How would I implement the Multiplicative Inverse in GF2^8 in Python 3? My current functions look like this:
def gf_add(a, b):
return a ^ b
def gf_mul(a, b, mod=0x1B):
p = bytes(hex(0x00))
for i in range(8):
if (b & 1) != 0:
p ^= a
high_bit_set = bytes(a & 0x80)
a <<= 1
if high_bit_set != 0:
a ^= mod
b >>= 1
return p
Here is how I'd do it:
def gf_degree(a) :
res = 0
a >>= 1
while (a != 0) :
a >>= 1;
res += 1;
return res
def gf_invert(a, mod=0x1B) :
v = mod
g1 = 1
g2 = 0
j = gf_degree(a) - 8
while (a != 1) :
if (j < 0) :
a, v = v, a
g1, g2 = g2, g1
j = -j
a ^= v << j
g1 ^= g2 << j
a %= 256 # Emulating 8-bit overflow
g1 %= 256 # Emulating 8-bit overflow
j = gf_degree(a) - gf_degree(v)
return g1
The function gf_degree calculates the degree of the polynomial, and gf_invert, naturally, inverts any element of GF(2^8), except 0, of course.

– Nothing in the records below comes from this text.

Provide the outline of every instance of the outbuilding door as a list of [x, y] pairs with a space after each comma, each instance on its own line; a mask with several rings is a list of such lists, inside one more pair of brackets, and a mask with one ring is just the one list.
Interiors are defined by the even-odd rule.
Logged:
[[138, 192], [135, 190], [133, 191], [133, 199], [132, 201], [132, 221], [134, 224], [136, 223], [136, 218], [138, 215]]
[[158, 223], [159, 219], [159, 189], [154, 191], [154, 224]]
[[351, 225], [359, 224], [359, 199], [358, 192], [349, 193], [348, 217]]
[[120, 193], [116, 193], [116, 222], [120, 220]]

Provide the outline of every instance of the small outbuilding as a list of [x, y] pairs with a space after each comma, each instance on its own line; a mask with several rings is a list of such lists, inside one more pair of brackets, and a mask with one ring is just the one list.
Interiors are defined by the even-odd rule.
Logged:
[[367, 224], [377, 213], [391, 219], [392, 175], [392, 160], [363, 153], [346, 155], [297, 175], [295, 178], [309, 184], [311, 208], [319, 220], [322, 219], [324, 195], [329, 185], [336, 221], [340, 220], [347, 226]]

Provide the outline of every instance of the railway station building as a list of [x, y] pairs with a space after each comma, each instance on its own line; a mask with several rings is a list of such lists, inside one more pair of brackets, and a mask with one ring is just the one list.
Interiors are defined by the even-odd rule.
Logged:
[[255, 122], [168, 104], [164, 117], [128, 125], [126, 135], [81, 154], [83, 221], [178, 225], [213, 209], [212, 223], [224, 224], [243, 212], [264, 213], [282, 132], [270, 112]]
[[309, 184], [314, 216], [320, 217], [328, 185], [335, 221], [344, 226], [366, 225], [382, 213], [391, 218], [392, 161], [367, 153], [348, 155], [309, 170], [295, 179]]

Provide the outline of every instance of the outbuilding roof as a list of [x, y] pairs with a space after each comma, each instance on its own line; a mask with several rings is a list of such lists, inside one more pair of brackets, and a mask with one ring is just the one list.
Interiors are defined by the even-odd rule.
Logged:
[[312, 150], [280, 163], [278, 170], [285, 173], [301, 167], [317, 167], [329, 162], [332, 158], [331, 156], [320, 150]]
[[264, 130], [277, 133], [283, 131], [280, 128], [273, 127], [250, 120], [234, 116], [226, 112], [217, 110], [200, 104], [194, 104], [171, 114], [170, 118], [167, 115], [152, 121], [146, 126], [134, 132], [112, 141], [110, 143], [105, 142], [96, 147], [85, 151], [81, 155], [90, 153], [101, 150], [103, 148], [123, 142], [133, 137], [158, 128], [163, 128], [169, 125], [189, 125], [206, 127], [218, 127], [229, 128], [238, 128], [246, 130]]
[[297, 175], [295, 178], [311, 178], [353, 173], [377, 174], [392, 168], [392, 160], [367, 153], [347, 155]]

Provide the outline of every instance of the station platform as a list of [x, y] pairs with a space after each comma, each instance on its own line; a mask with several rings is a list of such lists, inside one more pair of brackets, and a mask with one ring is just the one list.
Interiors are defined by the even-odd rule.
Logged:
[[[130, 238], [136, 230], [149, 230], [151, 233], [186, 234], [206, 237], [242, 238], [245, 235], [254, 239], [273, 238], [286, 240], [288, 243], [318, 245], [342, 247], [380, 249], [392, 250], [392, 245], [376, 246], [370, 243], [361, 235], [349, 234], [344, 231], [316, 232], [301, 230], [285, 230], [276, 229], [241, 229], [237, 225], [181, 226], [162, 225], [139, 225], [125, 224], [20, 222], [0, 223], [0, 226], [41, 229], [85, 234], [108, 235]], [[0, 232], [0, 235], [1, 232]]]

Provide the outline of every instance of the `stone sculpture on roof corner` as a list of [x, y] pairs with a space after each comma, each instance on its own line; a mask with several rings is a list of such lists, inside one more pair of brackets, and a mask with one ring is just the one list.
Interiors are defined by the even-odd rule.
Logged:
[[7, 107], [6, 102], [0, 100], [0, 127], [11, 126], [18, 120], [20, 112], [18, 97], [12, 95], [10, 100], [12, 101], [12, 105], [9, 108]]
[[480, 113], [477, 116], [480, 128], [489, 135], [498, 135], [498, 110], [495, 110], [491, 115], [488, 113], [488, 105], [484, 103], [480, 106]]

The implementation of gf_invert follows a "text-book" algorithm on finding the multiplicative inverse of elements of a finite field.
Example
print(gf_invert(5)) # 82
print(gf_invert(1)) # 1
print(gf_invert(255)) # 28
As mentioned in the comments you could also have used a logarithmic approach, or simply use brute force (trying every combination of multiplication).